Abelhas operárias constroem "palácio real" para sua rainha

Novas pesquisas indicam que outro fator crucial está em jogo: a natureza da câmara de cera construída para ela pelo grupo de abelhas operárias, todas fêmeas

Marta Serafinko, da Reuters

As rainhas das abelhas se originam dos mesmos óvulos fertilizados que as abelhas operárias. Então, como uma abelha se torna rainha — com a responsabilidade de ser a única reprodutora da colônia — em vez de apenas mais uma operária? Até agora, os cientistas acreditavam que isso ocorria unicamente porque a abelha escolhida recebia uma dieta especial.

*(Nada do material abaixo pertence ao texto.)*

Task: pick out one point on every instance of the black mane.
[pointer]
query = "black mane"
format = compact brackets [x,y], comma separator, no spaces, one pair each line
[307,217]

Novas pesquisas indicam que outro fator crucial está em jogo: a natureza da câmara de cera construída para ela pelo grupo de abelhas operárias, todas fêmeas. Embora essas operárias forneçam à futura rainha uma substância rica em nutrientes chamada geleia real, que elas secretam, a câmara de desenvolvimento larval que constroem para ela também possui qualidades físicas e químicas únicas.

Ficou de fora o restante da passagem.